- Arizona Public Service has rolled out three new programs offering customers new energy efficiency and storage options, aimed at shifting power demand to times when there is abundant solar energy and reducing load at more expensive peak times.
- The programs focus on new clean energy technology available for residential customers: smart thermostats, controllable water heaters and subsidized battery storage offerings. Last week, APS also announced a rooftop solar energy program aimed at income-limited customers.
- The announcement comes as the utility spends millions opposing a ballot initiative that would require Arizona to adopt a 50% renewable energy standard.
APS says approving the ballot initiative could spike power bills and force it to shut down the Palo Verde nuclear plant, but the utility is steadily announcing new — albeit modestly sized — renewable energy programs of its own as it fights the proposal.
In the span of a week, APS announced new programs that take advantage of four energy technologies residential consumers are embracing and can help utilities manage the grid.
APS's new Cool Rewards program is a bring-your-own-thermostat offering allowing APS to remotely adjust a participant's temperature up to 20 times per year. In return, customers get a $25 credit for signing up and an annual $25 credit as long as they participate.
APS is starting small with its storage program: later this year the utility will install batteries in 40 homes to help customers avoid demand charges and reduce peak usage. Customers receive $500 once accepted into the program and the battery is activated.
Electric water heaters are ubiquitous (about 50 million in the United States) but often overlooked as a grid resource. In its Reserve Rewards program APS says it will offer rebates for the full price of about 200 efficient, grid-interactive water heaters in homes that are "located in targeted areas." Customers own the water heaters, which aim to utilize as much cheap solar energy as possible.
And last week, APS followed a growing trend of utilities working to include low-income families in the development of clean energy resources. The utility said it will install solar systems on approved participants' roofs, sized from 4 kW to 8 kW, in exchange for a $30 monthly bill credit for 20 years.
Programs like this one have become a popular way for utilities to reach a segment of customers often overlooked. Duke Energy, Los Angeles Department of Water and Power, Consolidated Edison and others have recently developed programs.
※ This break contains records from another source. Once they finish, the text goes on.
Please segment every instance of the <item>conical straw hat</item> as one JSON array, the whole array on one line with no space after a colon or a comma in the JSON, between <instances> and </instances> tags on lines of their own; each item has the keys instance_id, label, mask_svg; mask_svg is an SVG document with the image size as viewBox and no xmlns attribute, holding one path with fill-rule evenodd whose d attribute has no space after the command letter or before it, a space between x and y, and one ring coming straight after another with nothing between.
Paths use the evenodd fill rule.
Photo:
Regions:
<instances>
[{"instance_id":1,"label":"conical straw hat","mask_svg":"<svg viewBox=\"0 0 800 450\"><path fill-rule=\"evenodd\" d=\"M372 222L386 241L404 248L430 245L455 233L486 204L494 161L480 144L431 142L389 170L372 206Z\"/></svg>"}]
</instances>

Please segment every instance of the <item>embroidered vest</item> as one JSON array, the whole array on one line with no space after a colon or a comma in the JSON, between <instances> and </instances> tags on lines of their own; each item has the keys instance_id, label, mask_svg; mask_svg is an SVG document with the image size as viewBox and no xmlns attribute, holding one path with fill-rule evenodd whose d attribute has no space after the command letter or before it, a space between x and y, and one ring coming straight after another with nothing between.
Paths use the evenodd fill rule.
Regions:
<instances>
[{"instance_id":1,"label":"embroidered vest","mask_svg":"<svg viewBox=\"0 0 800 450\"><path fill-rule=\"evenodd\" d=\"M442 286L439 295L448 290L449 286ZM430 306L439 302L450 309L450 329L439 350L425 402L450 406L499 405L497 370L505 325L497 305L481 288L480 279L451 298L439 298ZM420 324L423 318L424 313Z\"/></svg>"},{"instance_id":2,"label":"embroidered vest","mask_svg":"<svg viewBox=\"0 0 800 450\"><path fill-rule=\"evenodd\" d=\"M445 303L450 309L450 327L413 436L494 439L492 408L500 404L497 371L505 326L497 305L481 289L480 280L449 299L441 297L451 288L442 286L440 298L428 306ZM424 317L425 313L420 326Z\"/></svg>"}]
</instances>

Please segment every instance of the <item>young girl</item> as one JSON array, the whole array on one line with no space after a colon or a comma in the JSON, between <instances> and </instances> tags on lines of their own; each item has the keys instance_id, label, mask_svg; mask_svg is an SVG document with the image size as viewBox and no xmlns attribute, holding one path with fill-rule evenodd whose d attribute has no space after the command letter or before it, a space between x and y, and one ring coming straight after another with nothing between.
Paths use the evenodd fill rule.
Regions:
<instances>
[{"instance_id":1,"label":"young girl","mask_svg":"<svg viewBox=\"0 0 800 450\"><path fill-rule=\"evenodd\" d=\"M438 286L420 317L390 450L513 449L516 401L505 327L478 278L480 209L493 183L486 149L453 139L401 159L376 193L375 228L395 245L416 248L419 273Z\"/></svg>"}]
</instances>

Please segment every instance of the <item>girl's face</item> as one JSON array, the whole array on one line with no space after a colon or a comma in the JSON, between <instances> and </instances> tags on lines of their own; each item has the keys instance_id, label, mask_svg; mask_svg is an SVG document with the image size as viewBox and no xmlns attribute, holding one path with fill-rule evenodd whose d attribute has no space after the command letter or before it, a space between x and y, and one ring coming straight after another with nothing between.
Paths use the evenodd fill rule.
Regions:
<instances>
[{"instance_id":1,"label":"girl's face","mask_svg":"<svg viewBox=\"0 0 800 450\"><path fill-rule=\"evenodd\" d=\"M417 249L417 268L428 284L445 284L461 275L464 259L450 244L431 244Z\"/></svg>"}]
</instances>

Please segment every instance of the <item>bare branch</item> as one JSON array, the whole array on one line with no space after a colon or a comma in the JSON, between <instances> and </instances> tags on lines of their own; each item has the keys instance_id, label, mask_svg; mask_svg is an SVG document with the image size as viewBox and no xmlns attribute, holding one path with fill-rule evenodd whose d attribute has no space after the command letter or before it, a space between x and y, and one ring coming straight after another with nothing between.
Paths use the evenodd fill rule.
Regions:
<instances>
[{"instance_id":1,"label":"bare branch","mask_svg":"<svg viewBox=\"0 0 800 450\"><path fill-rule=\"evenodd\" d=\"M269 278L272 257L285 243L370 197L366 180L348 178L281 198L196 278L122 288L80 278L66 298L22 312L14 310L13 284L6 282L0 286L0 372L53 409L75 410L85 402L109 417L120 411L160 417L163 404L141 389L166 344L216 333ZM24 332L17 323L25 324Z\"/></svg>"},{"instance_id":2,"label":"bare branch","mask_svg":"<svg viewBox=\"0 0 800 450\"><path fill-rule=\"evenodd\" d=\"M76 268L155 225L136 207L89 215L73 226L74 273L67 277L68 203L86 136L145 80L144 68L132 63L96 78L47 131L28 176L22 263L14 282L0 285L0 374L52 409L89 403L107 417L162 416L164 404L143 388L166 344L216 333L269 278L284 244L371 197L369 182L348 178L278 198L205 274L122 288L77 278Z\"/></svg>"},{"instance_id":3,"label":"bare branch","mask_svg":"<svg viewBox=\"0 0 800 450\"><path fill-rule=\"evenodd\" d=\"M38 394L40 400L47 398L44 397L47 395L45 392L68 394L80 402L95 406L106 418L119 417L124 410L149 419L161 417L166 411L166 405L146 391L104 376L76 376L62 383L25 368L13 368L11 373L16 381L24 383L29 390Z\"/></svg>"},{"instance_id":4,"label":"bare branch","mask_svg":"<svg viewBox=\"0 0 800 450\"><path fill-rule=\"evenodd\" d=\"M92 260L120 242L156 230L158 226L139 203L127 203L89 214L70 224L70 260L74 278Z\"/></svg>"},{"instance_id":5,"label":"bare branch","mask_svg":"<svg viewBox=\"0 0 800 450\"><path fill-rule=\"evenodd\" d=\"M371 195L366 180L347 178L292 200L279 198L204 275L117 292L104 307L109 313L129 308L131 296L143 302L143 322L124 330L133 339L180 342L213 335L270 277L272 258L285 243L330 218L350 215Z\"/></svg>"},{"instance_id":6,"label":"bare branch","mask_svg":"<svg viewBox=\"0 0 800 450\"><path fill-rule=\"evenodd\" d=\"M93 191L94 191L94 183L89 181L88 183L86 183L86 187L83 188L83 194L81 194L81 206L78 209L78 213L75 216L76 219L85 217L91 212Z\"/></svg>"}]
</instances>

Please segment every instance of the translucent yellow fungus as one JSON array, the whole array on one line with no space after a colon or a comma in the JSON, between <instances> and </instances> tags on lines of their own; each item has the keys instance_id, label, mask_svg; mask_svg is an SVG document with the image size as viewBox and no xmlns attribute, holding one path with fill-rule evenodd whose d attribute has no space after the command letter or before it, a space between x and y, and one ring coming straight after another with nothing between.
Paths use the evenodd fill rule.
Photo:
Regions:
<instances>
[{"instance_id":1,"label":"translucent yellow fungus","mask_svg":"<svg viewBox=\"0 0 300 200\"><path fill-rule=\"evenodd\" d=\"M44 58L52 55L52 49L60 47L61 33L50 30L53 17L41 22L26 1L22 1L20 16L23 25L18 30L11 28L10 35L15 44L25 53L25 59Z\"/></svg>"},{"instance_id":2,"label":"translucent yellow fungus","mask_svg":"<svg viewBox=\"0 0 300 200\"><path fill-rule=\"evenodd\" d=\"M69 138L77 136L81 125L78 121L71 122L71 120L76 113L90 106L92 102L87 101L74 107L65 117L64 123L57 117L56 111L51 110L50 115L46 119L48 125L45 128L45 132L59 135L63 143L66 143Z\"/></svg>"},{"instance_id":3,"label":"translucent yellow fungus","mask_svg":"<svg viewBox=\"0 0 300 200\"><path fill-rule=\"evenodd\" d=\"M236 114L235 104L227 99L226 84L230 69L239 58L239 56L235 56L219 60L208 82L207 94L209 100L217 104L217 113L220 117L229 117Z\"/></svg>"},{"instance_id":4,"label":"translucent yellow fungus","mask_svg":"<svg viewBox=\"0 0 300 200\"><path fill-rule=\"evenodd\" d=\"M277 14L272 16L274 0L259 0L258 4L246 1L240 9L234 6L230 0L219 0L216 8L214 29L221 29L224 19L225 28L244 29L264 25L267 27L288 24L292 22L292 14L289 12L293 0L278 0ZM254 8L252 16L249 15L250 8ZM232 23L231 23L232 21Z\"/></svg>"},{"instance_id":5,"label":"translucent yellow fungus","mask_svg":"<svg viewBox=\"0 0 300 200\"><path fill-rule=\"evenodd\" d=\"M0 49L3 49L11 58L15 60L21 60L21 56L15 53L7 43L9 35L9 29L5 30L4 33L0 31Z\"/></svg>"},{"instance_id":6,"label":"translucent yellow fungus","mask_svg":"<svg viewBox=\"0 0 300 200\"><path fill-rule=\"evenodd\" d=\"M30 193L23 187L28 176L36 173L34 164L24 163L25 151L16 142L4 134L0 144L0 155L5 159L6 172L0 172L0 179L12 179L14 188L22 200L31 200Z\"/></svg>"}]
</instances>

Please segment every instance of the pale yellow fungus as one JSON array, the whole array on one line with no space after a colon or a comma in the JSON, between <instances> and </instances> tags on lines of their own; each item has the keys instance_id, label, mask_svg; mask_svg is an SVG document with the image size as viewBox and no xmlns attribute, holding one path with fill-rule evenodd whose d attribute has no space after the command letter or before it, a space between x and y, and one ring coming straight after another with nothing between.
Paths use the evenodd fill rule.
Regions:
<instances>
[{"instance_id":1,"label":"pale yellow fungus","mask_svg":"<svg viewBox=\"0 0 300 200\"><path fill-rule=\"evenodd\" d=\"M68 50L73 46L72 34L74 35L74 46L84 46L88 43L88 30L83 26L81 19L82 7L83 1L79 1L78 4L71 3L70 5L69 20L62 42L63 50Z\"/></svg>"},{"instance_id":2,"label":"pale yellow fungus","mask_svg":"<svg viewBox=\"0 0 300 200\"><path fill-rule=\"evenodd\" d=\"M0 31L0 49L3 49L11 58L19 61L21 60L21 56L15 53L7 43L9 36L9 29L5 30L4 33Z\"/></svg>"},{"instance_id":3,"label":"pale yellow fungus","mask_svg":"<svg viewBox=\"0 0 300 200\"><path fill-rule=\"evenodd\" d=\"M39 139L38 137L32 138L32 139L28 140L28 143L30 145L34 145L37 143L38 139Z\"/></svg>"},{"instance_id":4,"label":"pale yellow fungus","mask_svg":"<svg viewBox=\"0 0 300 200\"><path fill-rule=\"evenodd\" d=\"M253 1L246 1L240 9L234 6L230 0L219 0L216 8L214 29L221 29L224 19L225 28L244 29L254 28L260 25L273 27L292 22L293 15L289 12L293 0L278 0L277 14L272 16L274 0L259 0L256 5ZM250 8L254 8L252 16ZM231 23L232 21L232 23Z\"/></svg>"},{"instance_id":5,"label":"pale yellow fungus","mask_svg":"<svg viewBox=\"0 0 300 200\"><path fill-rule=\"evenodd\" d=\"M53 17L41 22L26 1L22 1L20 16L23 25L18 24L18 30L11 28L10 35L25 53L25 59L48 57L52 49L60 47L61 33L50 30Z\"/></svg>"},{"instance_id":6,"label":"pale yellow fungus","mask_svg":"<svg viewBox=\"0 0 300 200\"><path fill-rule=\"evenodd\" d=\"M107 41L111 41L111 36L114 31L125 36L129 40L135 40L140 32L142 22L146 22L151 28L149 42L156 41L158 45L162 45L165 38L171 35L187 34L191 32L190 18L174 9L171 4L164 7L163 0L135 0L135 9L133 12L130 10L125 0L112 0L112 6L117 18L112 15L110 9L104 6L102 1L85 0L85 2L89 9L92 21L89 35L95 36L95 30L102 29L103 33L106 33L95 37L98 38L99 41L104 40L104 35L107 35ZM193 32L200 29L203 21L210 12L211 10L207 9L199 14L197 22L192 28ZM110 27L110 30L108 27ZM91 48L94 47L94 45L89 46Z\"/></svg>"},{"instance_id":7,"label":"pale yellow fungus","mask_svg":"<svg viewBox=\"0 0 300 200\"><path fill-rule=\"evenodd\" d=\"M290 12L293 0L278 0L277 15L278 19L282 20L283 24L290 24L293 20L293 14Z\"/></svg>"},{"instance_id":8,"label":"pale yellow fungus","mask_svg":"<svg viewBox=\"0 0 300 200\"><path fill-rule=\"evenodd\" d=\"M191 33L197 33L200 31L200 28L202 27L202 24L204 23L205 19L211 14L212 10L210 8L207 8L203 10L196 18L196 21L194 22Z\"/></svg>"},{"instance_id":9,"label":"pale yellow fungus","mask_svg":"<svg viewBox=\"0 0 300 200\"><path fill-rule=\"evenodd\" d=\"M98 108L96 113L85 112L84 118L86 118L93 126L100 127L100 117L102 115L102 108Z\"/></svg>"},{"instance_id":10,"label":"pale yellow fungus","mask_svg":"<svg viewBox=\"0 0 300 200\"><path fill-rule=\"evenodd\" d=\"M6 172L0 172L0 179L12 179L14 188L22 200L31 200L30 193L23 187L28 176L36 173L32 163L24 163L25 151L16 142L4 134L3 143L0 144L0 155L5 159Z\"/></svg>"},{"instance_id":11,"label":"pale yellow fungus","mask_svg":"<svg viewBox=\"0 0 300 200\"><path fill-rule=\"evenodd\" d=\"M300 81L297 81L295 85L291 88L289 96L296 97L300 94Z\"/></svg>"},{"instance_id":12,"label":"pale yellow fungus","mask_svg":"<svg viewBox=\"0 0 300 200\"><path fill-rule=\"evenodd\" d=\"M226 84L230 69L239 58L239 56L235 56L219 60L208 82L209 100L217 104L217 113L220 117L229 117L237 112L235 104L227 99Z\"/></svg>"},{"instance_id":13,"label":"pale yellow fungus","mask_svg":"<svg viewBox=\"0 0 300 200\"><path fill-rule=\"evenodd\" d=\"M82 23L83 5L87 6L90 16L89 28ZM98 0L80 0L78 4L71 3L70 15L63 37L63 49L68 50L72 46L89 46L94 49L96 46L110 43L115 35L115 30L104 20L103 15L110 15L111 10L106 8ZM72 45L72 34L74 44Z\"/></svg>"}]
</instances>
As it expands its residential clean energy offerings, APS remains locked in a battle opposing the 50% renewable initiative, and it is not alone. Tucson Electric Power recently registered a political action committee in order to oppose the ballot initiative as well.
The proposal is backed by billionaire activist Tom Steyer, whose organization has spent millions to push the issue in Arizona, ultimately leading the largest utilities to fund their own campaigns.
APS may have taken a page from the playbook of NV Energy, which faces a similar challenge in Nevada. One of the ballot initiatives in the state, Question 3, which seeks to eliminate regulated utility monopolies in order to let customer choice increase renewable energy. NV Energy responded with a proposal to double the state's renewable energy, though only if voters reject that ballot initiative.
Shortly after NV Energy's move, major environmental groups including the Sierra Club and Natural Resources Defense Council announced they opposed the choice measure.
CORRECTION: A previous version of this story misidentified the ballot initiative being opposed by NV Energy. The utility opposes Question 3, which seeks to eliminate regulated utility monopolies.